Regulação falha e execução ainda pior caracterizam
sistema bancário dos EUA
Ninguém
conseguiu me explicar como o Fed considerava que o pior cenário possível seria
de juros em 4,5%.
Na crise de 2008, o banco central
americano, conhecido por Fed, resgatou os bancos.
O Fed comprou os títulos de
hipotecas que as instituições financeiras detinham.
Ou seja, no ativo dos
bancos, no lugar das hipotecas, passou a haver liquidez. Os bancos nada fizeram
com essa liquidez. Faltou a política fiscal. A recuperação após a crise foi
lenta, e a inflação não veio.
Na pandemia, as coisas ocorreram de forma muito
diversa. O governo americano transferiu recursos para as famílias.
A
política fiscal deu ar de sua graça. Esses recursos viraram depósitos do setor
privado não bancário nos bancos.
Como os juros estavam muito baixos, muitos bancos
aplicaram esses recursos em títulos de dívida do Tesouro norte-americano e
títulos lastreados em hipotecas, ambos de longo prazo.
Esses papéis pagam um
juro maior do que a remuneração dos depósitos. Era assim que o banco ganhava dinheiro.

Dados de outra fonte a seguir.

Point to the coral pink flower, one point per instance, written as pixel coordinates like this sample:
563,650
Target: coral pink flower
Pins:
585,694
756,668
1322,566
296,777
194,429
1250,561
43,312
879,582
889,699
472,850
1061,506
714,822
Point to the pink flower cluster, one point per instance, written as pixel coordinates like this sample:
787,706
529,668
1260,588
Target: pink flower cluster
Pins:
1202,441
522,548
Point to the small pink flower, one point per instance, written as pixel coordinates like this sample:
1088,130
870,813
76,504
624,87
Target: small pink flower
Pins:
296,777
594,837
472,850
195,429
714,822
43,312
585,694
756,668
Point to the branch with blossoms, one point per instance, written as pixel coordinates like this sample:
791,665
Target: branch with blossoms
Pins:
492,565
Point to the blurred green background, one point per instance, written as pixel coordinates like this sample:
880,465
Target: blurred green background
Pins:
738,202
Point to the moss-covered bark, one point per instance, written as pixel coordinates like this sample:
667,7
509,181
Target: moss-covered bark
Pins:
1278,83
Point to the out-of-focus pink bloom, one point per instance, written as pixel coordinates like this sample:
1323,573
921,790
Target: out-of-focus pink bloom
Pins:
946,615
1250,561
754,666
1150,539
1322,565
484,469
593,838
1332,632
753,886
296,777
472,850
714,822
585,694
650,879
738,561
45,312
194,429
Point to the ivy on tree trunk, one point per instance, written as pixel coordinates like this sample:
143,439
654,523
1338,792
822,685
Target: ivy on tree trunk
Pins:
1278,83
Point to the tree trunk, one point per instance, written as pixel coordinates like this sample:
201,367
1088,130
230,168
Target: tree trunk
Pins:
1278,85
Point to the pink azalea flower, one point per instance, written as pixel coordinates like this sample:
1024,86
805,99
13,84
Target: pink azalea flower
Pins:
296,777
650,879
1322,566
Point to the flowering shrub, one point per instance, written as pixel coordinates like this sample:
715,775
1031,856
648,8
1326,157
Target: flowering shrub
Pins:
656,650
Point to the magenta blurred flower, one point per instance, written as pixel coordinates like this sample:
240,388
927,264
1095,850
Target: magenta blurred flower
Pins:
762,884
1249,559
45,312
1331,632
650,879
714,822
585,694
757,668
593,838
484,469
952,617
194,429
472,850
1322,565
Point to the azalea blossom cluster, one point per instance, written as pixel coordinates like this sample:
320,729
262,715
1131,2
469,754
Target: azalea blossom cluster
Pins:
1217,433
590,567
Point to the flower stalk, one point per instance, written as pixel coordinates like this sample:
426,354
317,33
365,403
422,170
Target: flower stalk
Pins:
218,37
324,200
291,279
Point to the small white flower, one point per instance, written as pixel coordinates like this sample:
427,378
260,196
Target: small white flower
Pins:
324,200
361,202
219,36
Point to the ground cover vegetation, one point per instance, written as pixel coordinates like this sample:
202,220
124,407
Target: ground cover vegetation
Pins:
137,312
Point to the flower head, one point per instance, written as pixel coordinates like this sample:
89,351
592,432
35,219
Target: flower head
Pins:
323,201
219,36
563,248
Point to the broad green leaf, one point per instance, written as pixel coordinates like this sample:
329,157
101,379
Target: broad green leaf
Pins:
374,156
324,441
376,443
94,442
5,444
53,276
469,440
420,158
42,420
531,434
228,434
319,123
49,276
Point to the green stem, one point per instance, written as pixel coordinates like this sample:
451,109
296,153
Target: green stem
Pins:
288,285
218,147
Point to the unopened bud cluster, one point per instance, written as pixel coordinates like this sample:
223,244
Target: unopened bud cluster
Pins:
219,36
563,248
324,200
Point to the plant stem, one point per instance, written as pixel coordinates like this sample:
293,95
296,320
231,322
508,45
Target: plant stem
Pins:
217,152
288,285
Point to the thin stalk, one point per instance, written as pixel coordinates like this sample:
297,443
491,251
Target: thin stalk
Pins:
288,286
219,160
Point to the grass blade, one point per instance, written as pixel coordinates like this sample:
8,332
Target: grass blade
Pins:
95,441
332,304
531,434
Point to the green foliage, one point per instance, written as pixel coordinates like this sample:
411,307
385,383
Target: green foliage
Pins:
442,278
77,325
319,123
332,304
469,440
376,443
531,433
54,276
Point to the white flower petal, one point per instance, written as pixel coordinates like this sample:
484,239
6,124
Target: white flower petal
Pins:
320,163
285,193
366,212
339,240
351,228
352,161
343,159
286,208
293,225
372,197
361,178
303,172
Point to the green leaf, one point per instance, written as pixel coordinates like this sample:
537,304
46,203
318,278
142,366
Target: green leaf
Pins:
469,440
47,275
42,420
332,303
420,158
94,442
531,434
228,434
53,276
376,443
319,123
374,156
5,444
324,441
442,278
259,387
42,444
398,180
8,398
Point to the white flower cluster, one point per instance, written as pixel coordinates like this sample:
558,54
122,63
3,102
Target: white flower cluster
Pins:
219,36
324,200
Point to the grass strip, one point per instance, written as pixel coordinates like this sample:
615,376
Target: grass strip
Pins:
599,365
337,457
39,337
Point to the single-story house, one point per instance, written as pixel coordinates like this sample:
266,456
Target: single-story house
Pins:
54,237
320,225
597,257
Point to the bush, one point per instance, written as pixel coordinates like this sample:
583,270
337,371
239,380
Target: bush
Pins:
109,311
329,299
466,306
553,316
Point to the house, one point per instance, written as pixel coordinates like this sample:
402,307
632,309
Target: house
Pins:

Um título de longo prazo paga, com determinada
periodicidade, um certo valor, ambos estabelecidos em contrato. No vencimento,
o emissor recompra o título por um determinado preço, também estabelecido em
contrato.
Quando o título é emitido, o preço de aquisição será dado pelo
mercado de acordo com os juros vigentes naquele momento: o investidor pode
comprar o título ou deixar o dinheiro rendendo no mercado.
O preço pago será
aquele que equilibra as duas opções (controlado pelo risco das diferentes opções).
O banco que quebrou há duas semanas, o Silicon Valley Bank (SVB), tinha como
obrigações depósitos à vista. Suas aplicações estavam em títulos de longo
prazo.
Os títulos do Tesouro e os lastreados em hipotecas têm grande liquidez.
Se um depositante quiser retirar os recursos, vendem-se os títulos.
Na crise da pandemia, a inflação veio. E veio
forte. Os juros subiram.
Vale lembrar: o preço de um título de longo prazo é
aquele valor que gera no mercado, dados os juros vigentes em um momento do
tempo, um fluxo de renda equivalente aos pagamentos do título como estabelecido
pelo contrato.
Se os juros sobem, considerando que o fluxo de pagamentos do
título está dado, o preço dele cairá: os juros de mercado mais elevados farão
com que uma quantidade menor de recursos gere um fluxo de renda equivalente aos
contratuais.
A elevação dos juros nos EUA reduziu muito o valor
dos ativos do SVB. Parcela expressiva dos depósitos do SVB era superior a US$
250 mil, o limite garantido pelo seguro-depósito.
A fragilidade do banco, mesmo
tendo aplicado os recursos em papéis sem risco de calote, isto é, papéis
seguros, gerou uma corrida bancária.
Trabalho recente documentou que a exposição dos
bancos americanos a esse problema corresponde a 3% do PIB.
O governo já
assegurou os depósitos e, por esse canal, a corrida bancária deve ser
estancada.
Evidentemente, ainda estamos no meio do processo e
não é possível sabermos toda a sua extensão.
No entanto, é possível assegurar que a regulação bancária americana é muito falha.
Após a crise de 2008, o Congresso americano
aprovou, em 2010, a Lei Dodd-Frank.
Em 2018, o Congresso afrouxou alguns
limites regulatórios da lei de 2010, principalmente para os bancos cujos ativos
variavam de US$ 50 bilhões a US$ 250 bilhões, exatamente o caso do SVB.
Em particular, os bancos nessa faixa de ativo
ficaram isentos de participar anualmente do teste de estresse.
O problema é ainda pior. Em fevereiro de 2022, o
Fed conduziu um teste de estresse para os bancos com ativos acima de US$ 250
bilhões.
No entanto, o teste não apresentaria problemas no SVB se ele
participasse: no pior cenário, o Fed considerou que os juros não superariam
4,5% ao ano.
Aqui não consigo avançar. Ninguém conseguiu me
explicar como o Fed, em fevereiro de 2022, considerava que o pior cenário
possível imaginável seria de juros em 4,5%!
Muito difícil tocar um sistema bancário se a
regulação é falha e a execução é ainda pior.
SAMUEL PESSÔA – pesquisador do Instituto Brasileiro de Economia
(FGV) e da Julius Baer Family Office (JBFO). É doutor em economia pela USP.